This could have the same effect for investors as a calorie count on a menu for diners, a nudge toward making more informed choices. In the future, big public pension funds and other investors could have firms like BlackRock create custom indexes for them based on such data. On Monday, New York City’s pension fund said it would divest $4 billion in fossil fuel-linked assets in its portfolios.
These sorts of actions won’t sacrifice investment performance, Mr. Fink said. Sustainable funds outperformed the market last year, he noted, especially during the worst moments of the pandemic downturn. “The more your firms are seen to embrace the climate transition and the opportunities it brings, the more the market will reward your firms with higher valuations,” he wrote in the letter to C.E.O.s.
Mr. Fink’s call for greater transparency on climate risks isn’t happening in a vacuum. In the past year, as his letter points out, the European Union, China, Japan and South Korea all made commitments toward a net-zero future. And following President Biden’s inauguration, his recent executive order to rejoin the Paris Climate Agreement and plan to unveil a new climate initiative on Wednesday that includes banning new oil and gas drilling on federal land, it appears that governments could soon force the issue of corporate climate risk disclosures.

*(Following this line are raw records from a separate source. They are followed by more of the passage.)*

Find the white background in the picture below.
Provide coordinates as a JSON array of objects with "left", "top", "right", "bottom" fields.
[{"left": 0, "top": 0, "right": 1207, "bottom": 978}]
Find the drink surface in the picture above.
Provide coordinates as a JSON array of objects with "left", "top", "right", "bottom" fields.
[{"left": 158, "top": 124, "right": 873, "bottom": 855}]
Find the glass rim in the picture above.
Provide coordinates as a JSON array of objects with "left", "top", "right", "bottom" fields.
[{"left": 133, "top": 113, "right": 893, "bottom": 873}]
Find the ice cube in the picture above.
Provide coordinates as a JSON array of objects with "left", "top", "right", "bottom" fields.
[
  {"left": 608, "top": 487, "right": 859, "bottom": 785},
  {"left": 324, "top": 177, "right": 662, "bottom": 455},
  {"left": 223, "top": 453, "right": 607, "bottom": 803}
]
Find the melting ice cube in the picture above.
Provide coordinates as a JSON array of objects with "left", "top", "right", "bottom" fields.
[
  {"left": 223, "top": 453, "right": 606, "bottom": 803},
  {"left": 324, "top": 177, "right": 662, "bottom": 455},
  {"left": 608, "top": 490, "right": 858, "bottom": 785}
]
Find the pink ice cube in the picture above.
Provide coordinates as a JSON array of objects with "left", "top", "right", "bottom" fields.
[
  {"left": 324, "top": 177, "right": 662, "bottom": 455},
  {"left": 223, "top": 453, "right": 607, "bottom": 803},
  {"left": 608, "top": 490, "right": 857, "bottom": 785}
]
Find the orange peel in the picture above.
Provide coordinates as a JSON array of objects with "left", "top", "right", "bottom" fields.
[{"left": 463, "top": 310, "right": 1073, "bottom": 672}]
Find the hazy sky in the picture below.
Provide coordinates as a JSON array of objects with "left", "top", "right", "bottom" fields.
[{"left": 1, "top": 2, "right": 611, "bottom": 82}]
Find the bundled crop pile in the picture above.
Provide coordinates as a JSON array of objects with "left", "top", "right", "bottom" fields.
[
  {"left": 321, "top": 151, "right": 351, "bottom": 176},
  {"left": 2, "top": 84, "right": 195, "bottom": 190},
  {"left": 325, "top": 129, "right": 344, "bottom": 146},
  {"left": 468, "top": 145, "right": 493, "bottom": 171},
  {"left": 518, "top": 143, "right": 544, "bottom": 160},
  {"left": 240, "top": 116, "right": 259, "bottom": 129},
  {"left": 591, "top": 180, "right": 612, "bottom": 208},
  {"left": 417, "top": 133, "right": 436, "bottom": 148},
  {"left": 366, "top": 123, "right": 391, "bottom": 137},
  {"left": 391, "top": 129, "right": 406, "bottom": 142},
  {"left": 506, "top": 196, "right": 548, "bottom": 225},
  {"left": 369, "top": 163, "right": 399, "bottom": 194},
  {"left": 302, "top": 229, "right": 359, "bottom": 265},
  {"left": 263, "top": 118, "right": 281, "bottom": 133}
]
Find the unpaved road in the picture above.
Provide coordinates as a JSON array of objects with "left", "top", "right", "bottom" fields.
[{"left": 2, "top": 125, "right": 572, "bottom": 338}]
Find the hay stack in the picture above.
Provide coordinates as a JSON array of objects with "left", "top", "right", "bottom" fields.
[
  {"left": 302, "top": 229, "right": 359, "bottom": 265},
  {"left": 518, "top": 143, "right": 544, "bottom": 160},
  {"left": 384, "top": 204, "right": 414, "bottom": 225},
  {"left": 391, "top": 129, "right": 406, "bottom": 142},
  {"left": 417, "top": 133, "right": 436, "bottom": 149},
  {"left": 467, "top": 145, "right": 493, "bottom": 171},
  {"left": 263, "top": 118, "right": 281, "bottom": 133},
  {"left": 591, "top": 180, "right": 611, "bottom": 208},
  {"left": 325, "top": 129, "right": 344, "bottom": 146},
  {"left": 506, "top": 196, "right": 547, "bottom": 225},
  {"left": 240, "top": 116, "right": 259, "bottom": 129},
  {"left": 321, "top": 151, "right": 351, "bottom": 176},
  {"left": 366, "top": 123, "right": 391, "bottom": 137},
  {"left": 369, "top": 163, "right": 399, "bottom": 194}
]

“I urge companies to move quickly to issue them rather than waiting for regulators to impose them,” Mr. Fink wrote about companies disclosing their net-zero plans. And his disclosure push isn’t just for public companies.
“If we want these disclosures to be truly effective — if we want to see true societal change — they should be embraced by large private companies as well,” he added. “We believe that issuers of public debt also should be disclosing how they are addressing climate-related risks.”